Below is a detailed description of the model architecture and a plot of the training and validation loss. The network was trained for 100 epochs with a learning rate of .0001 and a batch size of 32. It achieved a training MSE of .0014 and a validation MSE of .004.

Below are two examples when the network performs well and two when the network performs poorly. It seems that in general the network performs poorly on images with the subject far off center or looking far away from the camera. More extreme augementations would likely help with this.

Good Prediction
Good Prediction
Bad Prediction
Bad Prediction

The following is a visualization of the learned filters at the first convolution layer of the network.

Conv Layer 1 Filters

Part 3: Train With Larger Dataset

The images in the ibug dataset were cropped according to their bounding boxes (some bounding boxes needed to be adjusted), and the resulting image was resized to be 224 by 224 pixels; the same augmentations as in part 2 were also applied. The keypoints were transformed to match the image transforms. Below are a few examples of the augmented data with keypoints visualized.

I used the pretrained ResNet18 model to predict the keypoints. I changed the number of input channels to 1 so that the model could take grayscale input, and changed the number of output channels at the last layer to 136 (2 for each of 68 (x, y) keypoints). The model was trained with a batch size of 256 and a learning rate of .001 for 10 epochs. This model achieved a mean absolute error of 23.5978 on the Kaggle submission. Below is a detailed description of the model architecture and a plot of the training and validation loss (mean squared error in pixel space).
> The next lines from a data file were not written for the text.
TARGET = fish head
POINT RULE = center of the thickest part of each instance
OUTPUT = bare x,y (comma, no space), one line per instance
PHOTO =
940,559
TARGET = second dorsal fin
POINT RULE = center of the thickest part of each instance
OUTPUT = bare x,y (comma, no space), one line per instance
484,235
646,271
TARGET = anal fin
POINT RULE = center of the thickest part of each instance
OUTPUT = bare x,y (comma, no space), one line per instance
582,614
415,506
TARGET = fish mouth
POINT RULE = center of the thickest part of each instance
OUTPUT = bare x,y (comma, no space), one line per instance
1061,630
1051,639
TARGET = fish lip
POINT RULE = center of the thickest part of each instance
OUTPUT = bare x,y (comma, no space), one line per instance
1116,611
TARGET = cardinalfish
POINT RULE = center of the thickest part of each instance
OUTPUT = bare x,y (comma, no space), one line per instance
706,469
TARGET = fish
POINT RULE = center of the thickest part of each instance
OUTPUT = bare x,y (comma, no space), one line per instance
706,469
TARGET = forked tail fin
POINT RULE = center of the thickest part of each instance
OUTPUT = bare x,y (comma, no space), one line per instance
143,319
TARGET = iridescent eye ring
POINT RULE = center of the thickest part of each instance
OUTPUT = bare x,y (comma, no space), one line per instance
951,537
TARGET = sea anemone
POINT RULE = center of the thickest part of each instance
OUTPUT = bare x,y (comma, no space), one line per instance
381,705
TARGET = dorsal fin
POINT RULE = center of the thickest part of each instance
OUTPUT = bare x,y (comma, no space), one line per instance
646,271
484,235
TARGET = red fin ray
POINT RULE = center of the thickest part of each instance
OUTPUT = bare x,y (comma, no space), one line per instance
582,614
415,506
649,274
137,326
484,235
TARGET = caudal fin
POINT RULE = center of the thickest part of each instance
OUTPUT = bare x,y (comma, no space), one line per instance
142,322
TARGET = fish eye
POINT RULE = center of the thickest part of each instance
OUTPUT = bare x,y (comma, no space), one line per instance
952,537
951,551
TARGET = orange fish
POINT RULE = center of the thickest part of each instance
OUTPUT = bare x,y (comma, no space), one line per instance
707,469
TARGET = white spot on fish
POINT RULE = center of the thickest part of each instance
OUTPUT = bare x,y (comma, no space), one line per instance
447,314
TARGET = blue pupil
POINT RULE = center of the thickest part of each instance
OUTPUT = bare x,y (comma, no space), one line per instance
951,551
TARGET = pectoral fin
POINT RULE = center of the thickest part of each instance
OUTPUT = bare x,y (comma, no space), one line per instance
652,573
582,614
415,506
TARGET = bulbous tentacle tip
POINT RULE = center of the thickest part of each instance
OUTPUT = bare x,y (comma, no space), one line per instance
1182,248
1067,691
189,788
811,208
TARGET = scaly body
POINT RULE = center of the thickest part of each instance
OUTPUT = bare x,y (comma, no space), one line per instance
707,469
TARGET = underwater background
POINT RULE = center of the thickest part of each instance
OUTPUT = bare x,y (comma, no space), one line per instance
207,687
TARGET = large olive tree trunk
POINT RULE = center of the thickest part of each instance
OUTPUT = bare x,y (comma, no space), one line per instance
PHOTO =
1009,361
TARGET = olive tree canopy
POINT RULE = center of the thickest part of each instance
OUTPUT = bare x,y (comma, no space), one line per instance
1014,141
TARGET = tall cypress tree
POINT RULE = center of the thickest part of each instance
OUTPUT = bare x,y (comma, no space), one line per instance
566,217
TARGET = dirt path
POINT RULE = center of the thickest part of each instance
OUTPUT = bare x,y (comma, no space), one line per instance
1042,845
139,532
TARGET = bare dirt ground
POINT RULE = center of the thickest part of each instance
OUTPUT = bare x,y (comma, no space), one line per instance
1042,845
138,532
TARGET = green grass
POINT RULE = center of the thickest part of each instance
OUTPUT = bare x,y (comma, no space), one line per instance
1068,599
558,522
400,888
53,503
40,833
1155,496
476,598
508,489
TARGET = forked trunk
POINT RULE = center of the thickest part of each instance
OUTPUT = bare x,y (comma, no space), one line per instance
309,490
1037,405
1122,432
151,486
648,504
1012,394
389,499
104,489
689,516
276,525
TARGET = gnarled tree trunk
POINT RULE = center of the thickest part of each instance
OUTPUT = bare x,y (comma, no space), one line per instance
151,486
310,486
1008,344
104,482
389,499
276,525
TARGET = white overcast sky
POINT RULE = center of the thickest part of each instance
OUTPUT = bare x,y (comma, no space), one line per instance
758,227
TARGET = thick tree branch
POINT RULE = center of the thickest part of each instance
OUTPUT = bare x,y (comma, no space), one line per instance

Below are a few examples of the predictions on the Kaggle test set. The model seems to perform worse on faces that are partially obscured.

Below are a few examples of images from my own collection. The model seems to perform poorly when there is no bounding box to focus the model on. Notably, hair, turned faces, and background noise seems to ruin the predictions. For the first two images, the mouth and nose seem to be detected accurately, but the rest is innacurate probably due to the lack of a bounding box that leaves hair and other features in the image; the third image is very wrong due to the heavy background nosie and turned figure.

If more compute power was available, I would train the model (maybe a more complex one) again with more epochs and with more augmentations (can't due to Colab timeout). I would also crop my own pictures to reduce the additional noise in the images.